Rollovers and Safe Harbor Notices
Minnesota law allows transfers of single, lump-sum benefit payments by relief associations in certain situations. First, the relief association must be a qualified pension plan under the IRS Code, and second, it must be a plan that provides a single payment service pension. If those two conditions are met, then, at the written request of the retiring member, the relief association can transfer the member’s lump sum pension to the member’s individual retirement account (IRA).
In addition, if the two conditions are met, then upon the death of an active member and at the written request of the surviving spouse, the spouse’s survivor benefit may be transferred to the spouse’s IRA.
Relief associations do not have authority to roll over service pensions or survivor benefits to 401(k) retirement plans.

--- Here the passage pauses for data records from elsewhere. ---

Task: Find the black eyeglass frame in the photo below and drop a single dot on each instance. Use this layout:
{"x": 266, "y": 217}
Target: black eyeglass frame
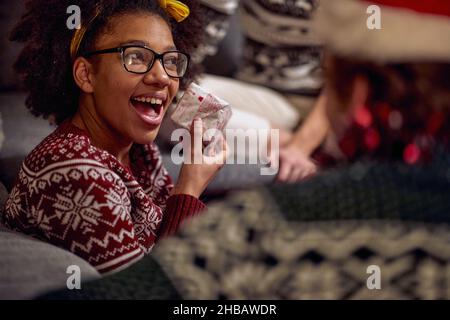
{"x": 156, "y": 56}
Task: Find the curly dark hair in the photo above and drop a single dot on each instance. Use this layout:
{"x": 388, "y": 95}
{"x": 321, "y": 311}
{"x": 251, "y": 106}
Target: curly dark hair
{"x": 45, "y": 64}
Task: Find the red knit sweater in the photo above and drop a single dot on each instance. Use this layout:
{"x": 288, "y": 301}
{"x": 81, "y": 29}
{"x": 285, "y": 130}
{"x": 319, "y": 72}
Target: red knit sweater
{"x": 81, "y": 198}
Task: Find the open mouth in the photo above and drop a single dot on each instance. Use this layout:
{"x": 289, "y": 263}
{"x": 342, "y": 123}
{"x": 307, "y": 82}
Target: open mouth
{"x": 149, "y": 109}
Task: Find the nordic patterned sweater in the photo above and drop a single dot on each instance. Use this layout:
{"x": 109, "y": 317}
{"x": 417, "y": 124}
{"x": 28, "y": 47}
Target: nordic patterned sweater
{"x": 81, "y": 198}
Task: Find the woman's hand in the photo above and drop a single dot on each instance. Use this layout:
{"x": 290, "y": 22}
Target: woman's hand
{"x": 295, "y": 164}
{"x": 201, "y": 168}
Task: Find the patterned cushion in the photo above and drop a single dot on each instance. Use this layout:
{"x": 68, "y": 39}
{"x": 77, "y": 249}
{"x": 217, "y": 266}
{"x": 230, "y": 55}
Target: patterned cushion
{"x": 281, "y": 50}
{"x": 317, "y": 240}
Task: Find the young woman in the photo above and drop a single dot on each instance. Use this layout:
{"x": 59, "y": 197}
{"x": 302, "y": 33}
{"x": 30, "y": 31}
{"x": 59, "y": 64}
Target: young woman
{"x": 96, "y": 185}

In addition, relief associations are required under the Internal Revenue Code to provide a safe harbor notice to recipients of eligible rollover distributions. A safe harbor notice is a written explanation that describes the direct rollover rules, the mandatory income tax withholding rules for distributions not directly rolled over, the tax treatment of distributions not rolled over, and the circumstances when distributions may be subject to different restrictions and tax consequences after being rolled over.
For additional information regarding safe harbor notice requirements and sample safe harbor explanations, see Internal Revenue Notices 2009-68 and 2014-74.
Language is provided in the OSA’s Sample Bylaw Guides authorizing service pension rollovers to a retiring member’s IRA and survivor benefit rollovers to a surviving spouse’s IRA. The Sample Bylaw Guides are provided in both MS Word and Adobe PDF formats.